Intestate Succession in New York

If no will exists, a person can only challenge facts in the petition or the designation of administrator of the estate.

If there is no will, the priority of administration goes as follows:

  1. Surviving spouse, who receives $50,000 plus half of the deceased’s estate if there are surviving children
  2. Surviving children, who receive equal shares of the remaining half of the deceased’s estate if there is a surviving spouse
  3. If there is no spouse and there are no children, then:
    1. Surviving parents
    2. Surviving siblings
    3. Surviving aunts/uncles
    4. Surviving nieces/nephews
    5. Extended family

Once any challenges have been addressed, the court issues either Letters of Testamentary (if there is a will) or Letters of Administration (if there is no will). These letters provide the executor or administrator the official legal authority to act on behalf of the estate.

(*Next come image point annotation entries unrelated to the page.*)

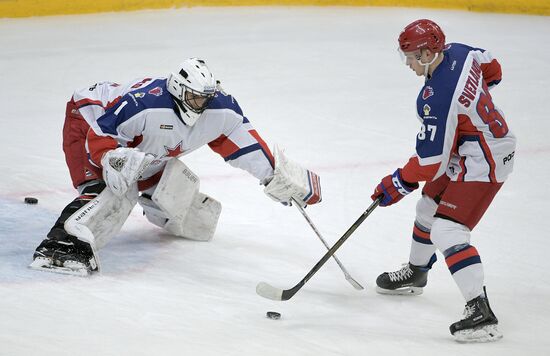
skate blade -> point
(41, 264)
(487, 333)
(401, 291)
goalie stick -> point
(268, 291)
(348, 277)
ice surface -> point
(327, 85)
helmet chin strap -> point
(427, 65)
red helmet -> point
(422, 34)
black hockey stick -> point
(348, 277)
(268, 291)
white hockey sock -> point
(462, 259)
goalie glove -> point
(122, 167)
(292, 181)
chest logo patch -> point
(428, 91)
(426, 109)
(173, 151)
(156, 91)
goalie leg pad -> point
(152, 212)
(201, 220)
(176, 190)
(102, 218)
(179, 207)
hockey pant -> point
(446, 227)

2) Create an accounting of the estate

Now that you have the authority from the court, you will be able to demand information from institutions, open safety deposit banks, ask for tax returns from the IRS and order credit reports to determine the assets and debts.

Within three months of your appointment as a personal representative, you will need to provide an inventory of the estate to the court.


3) Make payments to creditors  

The first responsibility of the estate — before transferring assets to heirs — is to make payments to creditors.  In New York a creditor can make a valid claim for up to seven months after the estate has been opened. If distributions are made to heirs before valid creditors are paid, the personal representative can be held personally responsible for those debts.  

However, if the estate is managed appropriately and simply has more debts than assets, the personal representative is not responsible for debts in excess of estate assets. The estate is insolvent.

In most cases, the priority of payments should be:

  1. Estate administration (court fees, legal fees, expenses to maintain estate, and compensation for personal representative)
  2. Funeral expenses
  3. Taxes (federal income, state income and any other local taxes, including any relevant real estate taxes)
  4. Secured Creditors (creditors with a lien on an asset)  
    • Note that even though secured creditors are fourth on this list, they are actually the first paid when the asset that secures the lien is sold. For example, banks are secured creditors on mortgages. If the deceased’s house is sold during the probate process, the bank is the first to be paid because their debt is tied specifically to the mortgage — even though paying taxes is higher on the creditor priority list.
  5. Unsecured Lenders (debts with no lien)


4) Make payments to heirs and devisees  

Only after debts and administrative expenses are paid do heirs and devisees receive distributions. An heir is the next of kin who inherits when there is no will. If there is a will, only those listed in the will (devisee) inherit — even if next-of-kin heirs have been left out, or “disinherited.”


5) Report your actions to the court and close the estate  

Once you have taken all of the actions listed above, you will need to report your actions to the court and all interested parties, then petition the court to close the estate and relieve you from your duties.